Malgré la facilité et le temps que passe vite, le récit comporte de nombreux temps morts. Quelques combats çà et là, une intrigue faussement pimentée d’un amoureux éconduit et incompris, des arrêts sur image de la cour raffinée. L’auteur a choisir la facilité en multipliant les courts chapitres sur ces fenêtres du quotidien, ça m’aurait semblé plus réfléchi et mature de composer, comme il se fait souvent dans la Fantasy, de courts introductions sur les grands faits, les décisions marquantes de la noblesse, des stratèges sur le champ de bataille, sur la tromperie de Fenia, etc.
Pas de chance, je manque également de convictions quant à la fin. Outre l’histoire du poison, Gabriel Katz a pensé une ultime scène de combat où, malgré les capacités surhumaines de nos maîtres, ils n’avaient aucune chance de finir tous deux en vie… Il faut croire que l’auteur ne sait pas plonger son récit dans le drame, préfèrant là encore la facilité d’un happy end à la brutalité de la réalité.
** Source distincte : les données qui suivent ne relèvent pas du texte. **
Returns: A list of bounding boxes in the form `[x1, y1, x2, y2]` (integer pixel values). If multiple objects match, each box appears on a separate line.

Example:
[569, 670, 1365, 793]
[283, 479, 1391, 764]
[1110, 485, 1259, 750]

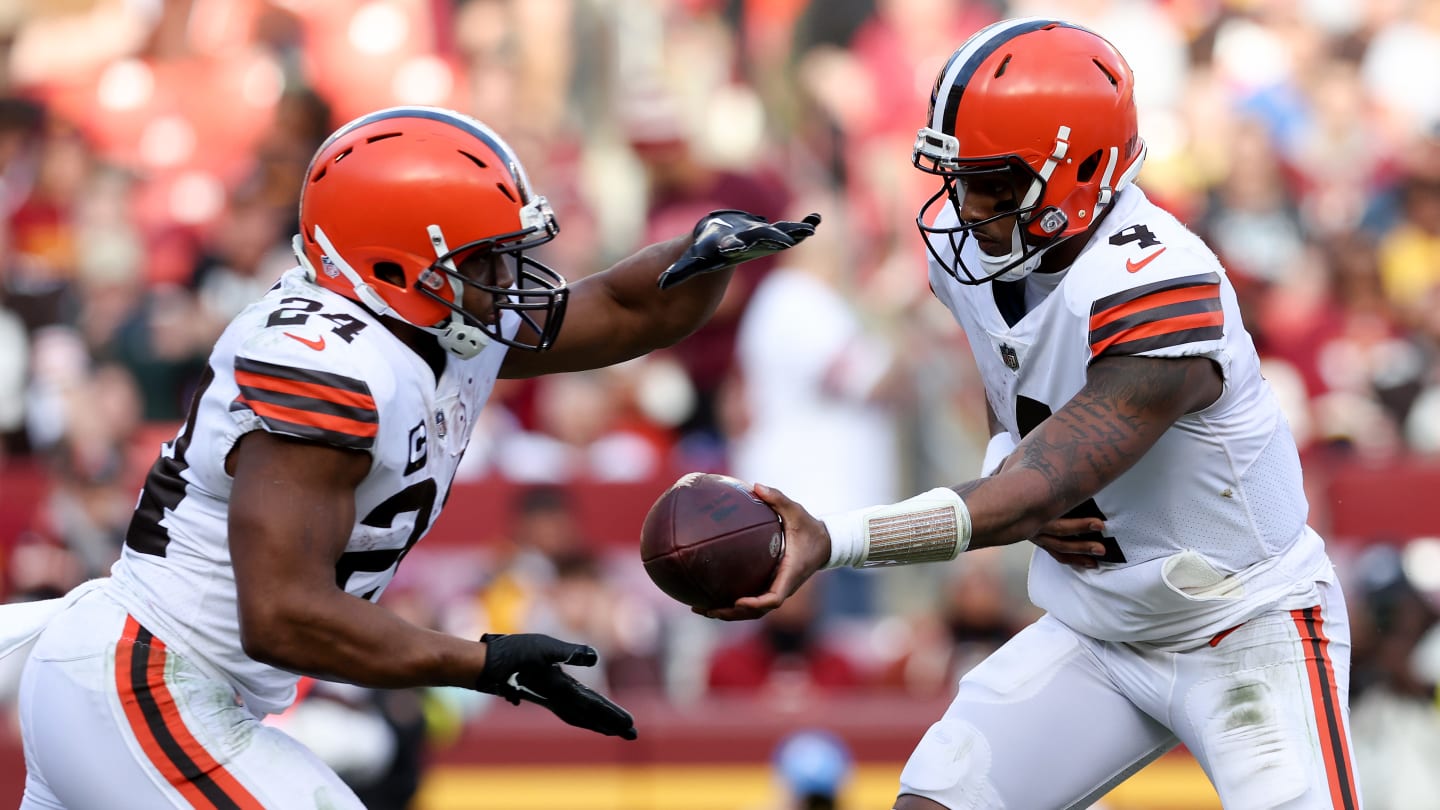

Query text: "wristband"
[981, 431, 1017, 479]
[822, 487, 971, 568]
Je fus moyennement convaincue par les personnages. Je pensais sincèrement m’attacher à Kaelyn, étant donné sa personnalité de femme forte, mais j’ai été fatiguée de la voir s'amuser de ses atouts féminins à des moments peu propices à la sensualité. Elle n’a donc remporté qu’une maigre sympathie pour ses valeurs qu’elle respectera jusqu'à la fin. Son maître de guerre Hadrian est dépeint comme un homme détaché de tout pour rester maître de lui-même, il est ainsi difficile d’eprouver une quelconque émotion quand le personnage lui-même se ne permet pas d’en éprouver… J’ai même été choquée, la fois où il a ri. Les autres personnages sont très secondaires, en dehors des généraux, du camarade éconduit ou de l'épouse de Hadrian. En dehors de cette dernière, que j’aurais bien jetée aux crocodiles (encore qu'elle était loin d'être un agneau…), ils m’ont tous laissée indifférente puisque leur personnalité n’a pas été énormément travaillée. À la rigueur, j’ai ressenti une bouffée d’amour pour Mina, même si sa relation avec l’héroïne fut trop rapide, ne laissant aucune place à la rencontre et au développement du lien familial.
Je suis passée à côté de cette lecture et si je ne l’ai pas abandonnée, c'est uniquement pour sa facilité à lire. Je n’ai que moyennement apprécié les personnages et l'intrigue manque de corps, de rebondissements crédibles et d’une fin un tant soit peu réaliste. C’en est à un point où j'hésite à présent à lire la dernière saga écrite par l’auteur, qui rassemble des personnages issus de toutes ses précédentes productions. Dans tous les cas, je déconseille de commencer par ce one shot, l’auteur a mieux pensé ses intrigues dans ses deux autres séries.